10. The facts under consideration are identical to the facts in the case of Kamendra (supra). We find that the Assessing Officer has not taken approval from the Pr. CCIT or PCIT for initiating reassessment proceedings and issuing notice u/s. 148 (of Income Tax Act, 1961). Therefore, respectfully following the decision of the Tribunal in the case of Kamendra Mishra (supra), we quash the reassessment order passed on 31.3.2016 and allow the grounds of appeal of the assessee for both the assessment years under appeal.

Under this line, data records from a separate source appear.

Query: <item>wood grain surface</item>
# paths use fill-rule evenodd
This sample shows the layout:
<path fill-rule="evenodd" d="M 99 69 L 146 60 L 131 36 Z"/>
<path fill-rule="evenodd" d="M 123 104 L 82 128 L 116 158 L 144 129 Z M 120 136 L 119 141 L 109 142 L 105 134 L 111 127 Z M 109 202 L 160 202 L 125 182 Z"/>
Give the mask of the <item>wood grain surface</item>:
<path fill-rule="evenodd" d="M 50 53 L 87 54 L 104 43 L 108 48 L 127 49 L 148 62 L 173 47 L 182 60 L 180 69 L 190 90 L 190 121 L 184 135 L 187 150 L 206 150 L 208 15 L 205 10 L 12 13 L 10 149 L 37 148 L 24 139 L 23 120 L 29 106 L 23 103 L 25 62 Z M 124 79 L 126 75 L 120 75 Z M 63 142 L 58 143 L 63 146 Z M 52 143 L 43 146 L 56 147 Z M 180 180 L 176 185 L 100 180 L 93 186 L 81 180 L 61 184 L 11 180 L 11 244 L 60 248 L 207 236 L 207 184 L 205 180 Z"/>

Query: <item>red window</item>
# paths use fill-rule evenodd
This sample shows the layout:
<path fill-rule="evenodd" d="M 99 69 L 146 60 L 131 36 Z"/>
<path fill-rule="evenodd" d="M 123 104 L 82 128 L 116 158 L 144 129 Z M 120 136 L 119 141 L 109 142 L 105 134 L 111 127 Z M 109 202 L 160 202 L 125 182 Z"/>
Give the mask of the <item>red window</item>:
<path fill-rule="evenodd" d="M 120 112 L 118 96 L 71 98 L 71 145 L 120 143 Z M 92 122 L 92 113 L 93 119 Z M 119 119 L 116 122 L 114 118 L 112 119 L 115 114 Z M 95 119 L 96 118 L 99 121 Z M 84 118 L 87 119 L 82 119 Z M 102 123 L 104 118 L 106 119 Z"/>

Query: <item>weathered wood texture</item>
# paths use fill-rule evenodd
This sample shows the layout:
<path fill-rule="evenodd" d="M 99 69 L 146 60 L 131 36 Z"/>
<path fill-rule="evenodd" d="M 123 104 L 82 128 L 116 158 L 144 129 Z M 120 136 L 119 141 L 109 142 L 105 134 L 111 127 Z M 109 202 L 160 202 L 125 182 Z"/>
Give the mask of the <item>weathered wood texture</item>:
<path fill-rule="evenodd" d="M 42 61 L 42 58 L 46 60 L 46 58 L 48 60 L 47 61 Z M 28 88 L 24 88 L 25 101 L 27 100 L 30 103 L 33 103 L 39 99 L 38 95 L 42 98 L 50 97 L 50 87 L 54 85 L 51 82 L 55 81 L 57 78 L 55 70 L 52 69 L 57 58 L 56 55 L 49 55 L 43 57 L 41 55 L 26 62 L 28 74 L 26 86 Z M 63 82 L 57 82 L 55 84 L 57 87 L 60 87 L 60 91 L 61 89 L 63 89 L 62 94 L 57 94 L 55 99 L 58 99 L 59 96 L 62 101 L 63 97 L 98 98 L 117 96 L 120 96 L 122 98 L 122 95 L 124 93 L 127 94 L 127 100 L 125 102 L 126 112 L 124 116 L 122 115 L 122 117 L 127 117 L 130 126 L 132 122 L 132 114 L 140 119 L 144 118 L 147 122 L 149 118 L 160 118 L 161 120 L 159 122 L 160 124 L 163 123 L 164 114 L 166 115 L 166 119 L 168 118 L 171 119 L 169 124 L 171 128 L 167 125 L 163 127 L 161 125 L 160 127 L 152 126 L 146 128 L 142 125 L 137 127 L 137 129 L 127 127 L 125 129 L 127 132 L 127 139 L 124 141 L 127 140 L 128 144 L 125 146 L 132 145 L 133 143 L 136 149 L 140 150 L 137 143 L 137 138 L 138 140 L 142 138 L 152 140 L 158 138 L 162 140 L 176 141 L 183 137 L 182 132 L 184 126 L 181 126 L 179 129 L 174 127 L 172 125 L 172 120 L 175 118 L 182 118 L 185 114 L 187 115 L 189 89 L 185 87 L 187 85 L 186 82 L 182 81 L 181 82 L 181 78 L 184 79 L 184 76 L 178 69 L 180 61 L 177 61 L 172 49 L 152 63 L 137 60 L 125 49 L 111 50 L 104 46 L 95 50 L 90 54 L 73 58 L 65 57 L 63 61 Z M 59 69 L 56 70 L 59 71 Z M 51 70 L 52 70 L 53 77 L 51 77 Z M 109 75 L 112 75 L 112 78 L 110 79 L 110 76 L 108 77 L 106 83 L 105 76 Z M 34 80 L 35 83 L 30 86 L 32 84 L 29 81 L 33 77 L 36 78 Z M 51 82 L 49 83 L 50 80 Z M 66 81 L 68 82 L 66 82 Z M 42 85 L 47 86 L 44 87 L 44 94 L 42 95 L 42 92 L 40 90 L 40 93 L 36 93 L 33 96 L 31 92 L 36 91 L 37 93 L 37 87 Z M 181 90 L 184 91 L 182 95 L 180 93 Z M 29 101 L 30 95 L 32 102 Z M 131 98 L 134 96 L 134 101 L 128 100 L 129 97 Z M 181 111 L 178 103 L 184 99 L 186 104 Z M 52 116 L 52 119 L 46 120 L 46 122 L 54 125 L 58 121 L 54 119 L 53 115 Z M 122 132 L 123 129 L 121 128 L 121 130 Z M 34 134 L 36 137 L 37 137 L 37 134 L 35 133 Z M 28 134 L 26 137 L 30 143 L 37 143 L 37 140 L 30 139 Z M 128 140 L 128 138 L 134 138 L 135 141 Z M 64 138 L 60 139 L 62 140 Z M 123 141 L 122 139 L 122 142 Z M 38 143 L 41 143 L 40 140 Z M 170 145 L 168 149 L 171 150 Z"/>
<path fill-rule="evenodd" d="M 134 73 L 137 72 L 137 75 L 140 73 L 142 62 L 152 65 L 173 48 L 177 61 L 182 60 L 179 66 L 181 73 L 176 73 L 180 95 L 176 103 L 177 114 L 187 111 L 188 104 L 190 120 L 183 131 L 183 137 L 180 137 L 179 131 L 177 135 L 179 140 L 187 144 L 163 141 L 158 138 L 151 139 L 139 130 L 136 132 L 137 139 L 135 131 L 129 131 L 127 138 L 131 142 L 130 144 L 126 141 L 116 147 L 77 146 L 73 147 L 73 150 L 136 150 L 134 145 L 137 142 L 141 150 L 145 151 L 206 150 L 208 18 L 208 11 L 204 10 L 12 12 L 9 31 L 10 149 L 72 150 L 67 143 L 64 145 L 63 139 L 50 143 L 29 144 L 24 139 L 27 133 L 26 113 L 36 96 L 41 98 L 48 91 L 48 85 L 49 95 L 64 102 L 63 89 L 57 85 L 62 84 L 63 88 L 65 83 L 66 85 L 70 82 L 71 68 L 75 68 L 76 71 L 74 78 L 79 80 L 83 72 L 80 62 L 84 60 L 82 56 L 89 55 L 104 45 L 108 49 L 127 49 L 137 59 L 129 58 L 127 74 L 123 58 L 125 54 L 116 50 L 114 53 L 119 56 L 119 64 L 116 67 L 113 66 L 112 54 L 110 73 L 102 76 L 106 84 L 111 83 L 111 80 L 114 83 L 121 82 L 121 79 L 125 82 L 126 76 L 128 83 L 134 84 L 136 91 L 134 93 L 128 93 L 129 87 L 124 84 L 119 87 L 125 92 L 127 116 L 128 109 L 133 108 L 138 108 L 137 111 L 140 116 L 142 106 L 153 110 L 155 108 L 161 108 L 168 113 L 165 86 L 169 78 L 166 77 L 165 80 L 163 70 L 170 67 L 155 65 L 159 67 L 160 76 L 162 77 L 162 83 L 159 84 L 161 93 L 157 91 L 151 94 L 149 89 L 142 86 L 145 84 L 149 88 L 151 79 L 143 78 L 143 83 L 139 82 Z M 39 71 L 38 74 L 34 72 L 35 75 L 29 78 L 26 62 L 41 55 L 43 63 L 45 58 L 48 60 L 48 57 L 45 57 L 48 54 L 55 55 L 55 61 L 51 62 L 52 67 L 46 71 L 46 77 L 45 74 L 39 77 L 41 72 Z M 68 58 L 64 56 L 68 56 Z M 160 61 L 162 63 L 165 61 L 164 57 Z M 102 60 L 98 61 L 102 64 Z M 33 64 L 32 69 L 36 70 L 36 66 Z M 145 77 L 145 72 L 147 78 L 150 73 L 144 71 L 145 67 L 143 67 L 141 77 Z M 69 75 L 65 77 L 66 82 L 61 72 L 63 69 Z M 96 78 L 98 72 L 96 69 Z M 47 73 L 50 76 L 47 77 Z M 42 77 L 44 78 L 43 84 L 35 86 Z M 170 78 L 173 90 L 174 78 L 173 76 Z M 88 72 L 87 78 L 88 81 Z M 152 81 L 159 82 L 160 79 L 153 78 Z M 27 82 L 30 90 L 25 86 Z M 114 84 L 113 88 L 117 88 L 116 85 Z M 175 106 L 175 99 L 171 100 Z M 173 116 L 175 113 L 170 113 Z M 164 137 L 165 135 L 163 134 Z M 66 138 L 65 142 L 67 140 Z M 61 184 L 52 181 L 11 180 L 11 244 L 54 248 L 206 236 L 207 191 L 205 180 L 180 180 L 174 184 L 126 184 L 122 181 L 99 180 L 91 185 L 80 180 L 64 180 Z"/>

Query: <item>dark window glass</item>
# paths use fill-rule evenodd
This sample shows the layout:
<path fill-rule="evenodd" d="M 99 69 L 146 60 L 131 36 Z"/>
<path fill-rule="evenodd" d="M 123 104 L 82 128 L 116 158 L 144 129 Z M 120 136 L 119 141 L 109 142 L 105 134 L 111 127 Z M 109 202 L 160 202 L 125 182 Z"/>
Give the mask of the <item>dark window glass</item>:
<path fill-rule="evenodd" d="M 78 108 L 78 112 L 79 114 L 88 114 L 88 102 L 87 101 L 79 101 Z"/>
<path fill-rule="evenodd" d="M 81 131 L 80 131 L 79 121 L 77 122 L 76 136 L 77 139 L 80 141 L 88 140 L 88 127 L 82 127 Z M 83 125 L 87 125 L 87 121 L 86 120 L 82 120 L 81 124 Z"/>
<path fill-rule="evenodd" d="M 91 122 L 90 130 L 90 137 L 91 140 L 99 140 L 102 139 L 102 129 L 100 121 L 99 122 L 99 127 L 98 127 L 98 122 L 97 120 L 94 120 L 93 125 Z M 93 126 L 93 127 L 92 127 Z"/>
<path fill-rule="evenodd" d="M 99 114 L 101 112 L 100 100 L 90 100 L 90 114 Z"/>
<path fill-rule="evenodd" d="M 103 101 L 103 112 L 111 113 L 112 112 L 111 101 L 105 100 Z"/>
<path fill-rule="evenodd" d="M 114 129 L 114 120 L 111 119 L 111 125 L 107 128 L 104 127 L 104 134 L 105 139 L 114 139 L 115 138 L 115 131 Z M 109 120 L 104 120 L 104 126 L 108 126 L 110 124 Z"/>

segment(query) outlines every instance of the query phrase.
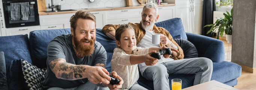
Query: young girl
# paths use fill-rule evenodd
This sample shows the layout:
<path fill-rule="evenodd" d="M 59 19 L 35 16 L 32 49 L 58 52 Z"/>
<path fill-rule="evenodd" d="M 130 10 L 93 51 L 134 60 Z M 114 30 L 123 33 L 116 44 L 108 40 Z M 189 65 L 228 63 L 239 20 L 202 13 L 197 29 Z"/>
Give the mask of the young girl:
<path fill-rule="evenodd" d="M 137 82 L 139 78 L 137 64 L 145 62 L 148 66 L 154 65 L 158 60 L 150 55 L 166 47 L 136 47 L 134 29 L 129 24 L 122 24 L 116 29 L 115 38 L 117 48 L 114 50 L 111 67 L 111 70 L 116 72 L 123 80 L 121 89 L 147 90 Z M 170 55 L 165 54 L 163 56 L 169 58 Z"/>

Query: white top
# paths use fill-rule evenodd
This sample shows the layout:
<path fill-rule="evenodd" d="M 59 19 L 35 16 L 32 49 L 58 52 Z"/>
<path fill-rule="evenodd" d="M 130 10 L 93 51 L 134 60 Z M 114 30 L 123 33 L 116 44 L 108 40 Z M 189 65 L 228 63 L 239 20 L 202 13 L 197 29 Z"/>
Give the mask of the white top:
<path fill-rule="evenodd" d="M 159 47 L 159 44 L 152 44 L 152 34 L 155 32 L 154 30 L 149 31 L 146 30 L 146 34 L 145 36 L 143 37 L 140 42 L 137 45 L 138 47 L 140 47 L 143 48 L 149 48 L 150 47 Z M 161 59 L 158 60 L 158 62 L 156 64 L 159 64 L 163 62 L 166 62 L 168 61 L 170 61 L 173 60 L 173 59 L 171 58 L 165 58 L 161 56 Z M 147 66 L 145 63 L 141 63 L 138 64 L 138 66 L 140 68 L 140 71 L 142 74 L 143 72 L 144 72 L 145 69 L 148 67 L 150 67 L 150 66 Z"/>
<path fill-rule="evenodd" d="M 149 48 L 137 47 L 133 54 L 145 55 L 149 52 Z M 111 60 L 111 70 L 116 72 L 123 80 L 122 89 L 129 89 L 138 81 L 139 78 L 139 68 L 137 64 L 133 65 L 130 62 L 130 56 L 122 49 L 116 48 L 114 50 Z"/>

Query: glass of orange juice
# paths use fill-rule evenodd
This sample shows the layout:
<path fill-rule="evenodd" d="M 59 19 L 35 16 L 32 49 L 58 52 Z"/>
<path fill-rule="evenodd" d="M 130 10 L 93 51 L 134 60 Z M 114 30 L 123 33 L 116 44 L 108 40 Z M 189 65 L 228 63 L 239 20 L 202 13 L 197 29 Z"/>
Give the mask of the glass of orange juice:
<path fill-rule="evenodd" d="M 172 90 L 181 90 L 181 80 L 175 78 L 172 80 Z"/>

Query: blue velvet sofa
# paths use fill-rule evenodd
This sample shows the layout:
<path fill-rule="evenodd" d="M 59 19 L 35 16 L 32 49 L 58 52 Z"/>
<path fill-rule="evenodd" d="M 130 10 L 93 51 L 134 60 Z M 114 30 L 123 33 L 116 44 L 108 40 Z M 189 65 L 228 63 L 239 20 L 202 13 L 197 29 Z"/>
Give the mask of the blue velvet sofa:
<path fill-rule="evenodd" d="M 237 85 L 237 78 L 241 74 L 241 67 L 224 61 L 224 45 L 222 41 L 185 33 L 181 20 L 178 18 L 157 22 L 155 25 L 166 28 L 173 37 L 191 42 L 196 47 L 199 57 L 211 60 L 213 62 L 213 71 L 211 80 L 231 86 Z M 0 51 L 5 53 L 9 89 L 26 89 L 24 77 L 22 77 L 20 61 L 17 60 L 23 59 L 39 68 L 46 68 L 48 43 L 57 36 L 69 33 L 70 29 L 65 28 L 33 31 L 30 32 L 29 37 L 27 34 L 0 37 Z M 96 40 L 104 46 L 107 52 L 106 67 L 108 71 L 110 72 L 111 58 L 116 45 L 115 41 L 105 36 L 99 28 L 96 29 Z M 169 84 L 170 84 L 170 80 L 173 78 L 180 78 L 182 80 L 182 88 L 186 88 L 193 85 L 194 77 L 195 75 L 170 75 Z M 140 76 L 138 83 L 148 89 L 154 89 L 152 81 Z M 171 89 L 171 86 L 170 87 Z"/>

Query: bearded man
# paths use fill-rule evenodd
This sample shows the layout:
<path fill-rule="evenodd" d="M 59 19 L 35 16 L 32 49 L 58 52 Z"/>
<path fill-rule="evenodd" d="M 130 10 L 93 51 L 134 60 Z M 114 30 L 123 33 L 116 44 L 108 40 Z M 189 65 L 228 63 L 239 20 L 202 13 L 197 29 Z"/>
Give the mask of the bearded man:
<path fill-rule="evenodd" d="M 212 72 L 212 61 L 204 57 L 183 59 L 184 54 L 182 49 L 173 39 L 169 32 L 155 25 L 159 17 L 158 11 L 158 8 L 155 4 L 147 3 L 143 8 L 140 23 L 129 23 L 135 28 L 137 46 L 148 48 L 165 45 L 176 49 L 179 52 L 172 51 L 170 58 L 162 57 L 154 66 L 148 66 L 145 63 L 139 64 L 142 76 L 153 81 L 154 90 L 170 90 L 168 76 L 170 74 L 195 74 L 194 85 L 210 81 Z M 115 39 L 115 30 L 120 25 L 107 25 L 102 30 L 107 36 Z M 160 44 L 152 44 L 152 34 L 154 33 L 161 35 Z"/>
<path fill-rule="evenodd" d="M 53 39 L 47 48 L 45 90 L 116 90 L 123 83 L 110 84 L 105 68 L 107 52 L 95 41 L 96 18 L 89 12 L 77 11 L 70 18 L 71 33 Z"/>

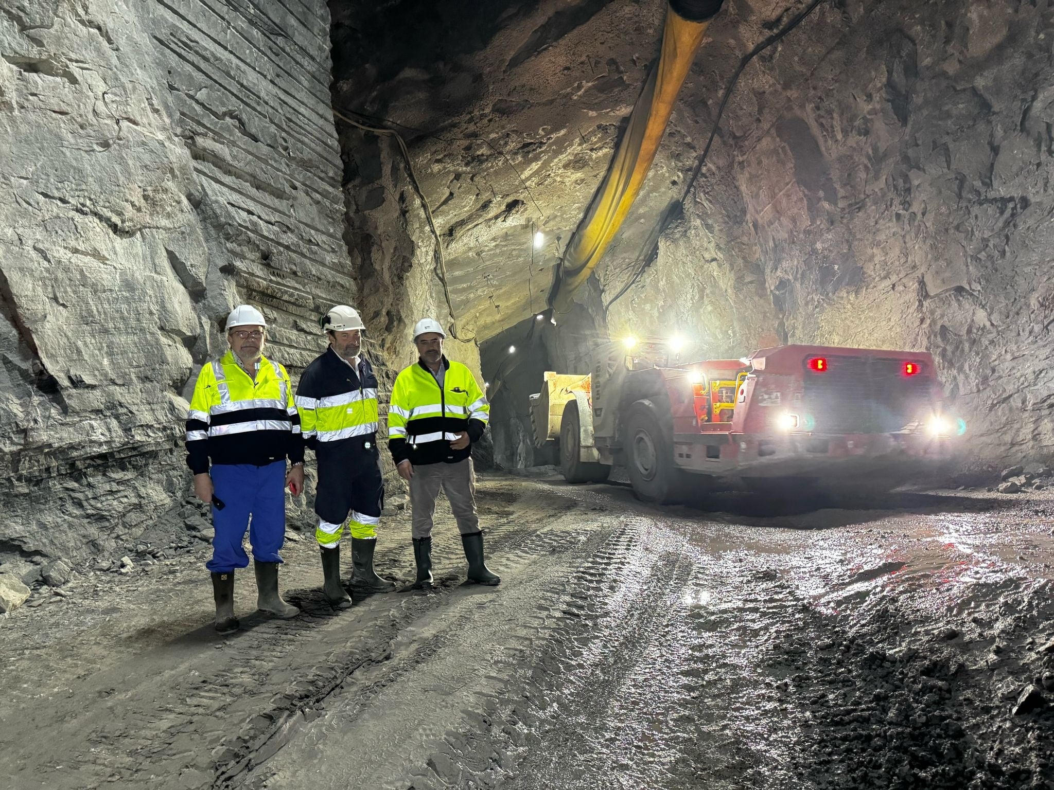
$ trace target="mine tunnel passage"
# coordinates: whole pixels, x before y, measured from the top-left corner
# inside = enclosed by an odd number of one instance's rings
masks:
[[[619,485],[485,474],[479,497],[499,588],[462,584],[442,515],[435,592],[334,611],[317,550],[298,541],[285,574],[304,616],[264,619],[242,595],[245,630],[226,640],[203,544],[19,610],[0,668],[4,786],[951,789],[1050,775],[1037,745],[1054,717],[1027,693],[1033,678],[1054,687],[1049,492],[655,508]],[[411,577],[404,541],[376,561]]]

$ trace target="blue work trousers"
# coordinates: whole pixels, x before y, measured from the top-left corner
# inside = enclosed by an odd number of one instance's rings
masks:
[[[246,529],[255,559],[280,562],[278,550],[286,540],[285,459],[266,467],[217,463],[209,473],[223,508],[212,506],[216,535],[212,539],[212,559],[206,568],[213,573],[230,573],[248,567],[249,555],[241,548]]]

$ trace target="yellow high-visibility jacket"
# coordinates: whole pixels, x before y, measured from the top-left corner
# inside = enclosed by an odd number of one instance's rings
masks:
[[[198,373],[187,416],[187,466],[194,474],[213,463],[262,467],[304,460],[300,416],[289,374],[260,357],[256,380],[228,351]]]
[[[467,458],[471,443],[451,450],[462,431],[479,441],[490,419],[490,403],[472,372],[443,357],[443,387],[418,361],[398,374],[388,407],[388,448],[395,463],[456,463]]]

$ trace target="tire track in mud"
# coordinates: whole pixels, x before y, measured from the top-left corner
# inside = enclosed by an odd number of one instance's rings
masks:
[[[770,743],[774,723],[792,726],[775,689],[762,688],[757,663],[744,659],[768,638],[773,617],[794,616],[785,596],[768,594],[776,574],[744,573],[745,552],[715,560],[713,547],[685,538],[714,525],[672,519],[670,529],[667,514],[657,518],[636,502],[581,489],[560,494],[580,501],[579,517],[591,502],[602,506],[592,510],[610,529],[573,549],[565,535],[544,570],[536,568],[544,546],[527,547],[535,577],[506,575],[507,610],[475,615],[507,615],[510,625],[473,628],[472,615],[462,615],[408,646],[405,666],[386,677],[393,699],[427,699],[423,709],[438,710],[431,722],[404,711],[393,736],[391,707],[373,711],[388,702],[345,688],[331,719],[250,786],[687,788],[700,786],[702,767],[710,787],[743,787],[752,776],[759,786],[801,787],[786,742]],[[532,611],[516,603],[525,596],[536,601]],[[465,655],[481,633],[506,643],[482,677],[430,666],[438,655]],[[469,691],[444,707],[427,696],[436,683]],[[735,702],[753,688],[761,691]],[[384,731],[384,746],[368,740],[372,726]],[[327,754],[325,775],[301,777],[317,749]],[[330,756],[352,751],[335,764]],[[418,769],[393,775],[399,765]]]
[[[493,516],[488,555],[499,569],[505,552],[529,540],[534,521],[567,508],[522,488],[497,481],[481,491],[481,515]],[[491,494],[493,501],[488,500]],[[528,508],[534,518],[525,520],[502,507],[511,503]],[[440,517],[436,526],[434,559],[443,574],[464,566],[464,556],[451,519]],[[382,571],[412,568],[405,546],[379,550],[377,560]],[[295,585],[295,578],[286,578],[285,584]],[[183,636],[132,656],[128,665],[71,679],[69,695],[81,700],[76,708],[34,700],[32,712],[13,710],[8,726],[27,717],[47,729],[48,743],[61,744],[61,749],[12,743],[4,750],[0,777],[12,788],[56,790],[108,782],[130,788],[230,786],[277,751],[292,726],[305,713],[313,715],[348,676],[388,661],[388,643],[409,624],[443,608],[453,592],[452,578],[457,577],[450,572],[440,575],[435,593],[376,596],[340,614],[318,590],[292,589],[287,597],[301,607],[298,619],[266,620],[253,614],[242,618],[246,630],[226,640],[214,636],[209,625],[195,629],[188,624]],[[176,614],[188,616],[186,611]],[[196,611],[189,616],[199,621],[208,615]]]
[[[504,555],[497,590],[460,596],[432,619],[405,629],[392,645],[396,657],[380,676],[349,679],[333,696],[326,720],[306,728],[249,786],[407,787],[407,777],[393,776],[392,766],[426,764],[460,783],[462,769],[442,755],[429,757],[436,742],[466,716],[479,723],[479,712],[509,678],[533,666],[539,636],[547,631],[549,607],[540,601],[559,595],[568,561],[594,554],[612,529],[580,521],[574,529],[519,535]],[[326,774],[305,776],[301,766],[319,748],[327,754]],[[415,787],[428,781],[412,778]]]
[[[775,574],[685,540],[713,525],[633,510],[621,551],[565,596],[523,699],[490,714],[507,784],[482,786],[803,787],[793,728],[752,657],[774,618],[794,616],[769,594]]]

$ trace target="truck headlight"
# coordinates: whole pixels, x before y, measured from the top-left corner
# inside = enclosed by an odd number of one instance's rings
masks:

By perusing the aforesaid finding, it clearly transpires that the learned Tribunal misdirected itself by going into the facts of assessment order dated 31.3.2016; however, the appeal before the Tribunal arises out of reassessment order dated 15.12.2017. As a matter of fact, the learned Tribunal in the entire order-sheet has neither dealt with the reassessment order dated 15.12.2017 nor has expressly quashed the reassessment order. However, since the Tribunal has allowed the appeal which appeal was preferred against the order dated 14.12.2018 of CIT (Appeals) and the said order of CIT (Appeals) was passed against the reassessment order dated 15.12.2017, the learned Tribunal has created a situation where the legality and validity of the said reassessment order dated 15.12.2017 has also been adversely affected.
8. At the cost of repetition, since the Tribunal has not discussed even a single line with respect to facts of reassessment order dated 15.12.2017 and set aside the order passed by the tax authorities [AO & CIT (Appeal)] on technical grounds relying upon an identical judgment passed in another case has committed a gross error and thus making the order perverse.
As such, interest of justice demands that the impugned order passed by the learned Tribunal be quashed and the matter be remitted back to the Tribunal to pass a fresh order on merit after verifying the records of the case.
9. Consequently, the question of law as framed is decided in favour of the revenue and the impugned order dated 27.08.2019, is hereby, quashed and set aside and the matter is remitted back to the learned Tribunal to pass a fresh order on merit after verifying each and every aspect of the matter in accordance with law, preferably within a period of Six months from the date of receipt of copy of this judgment.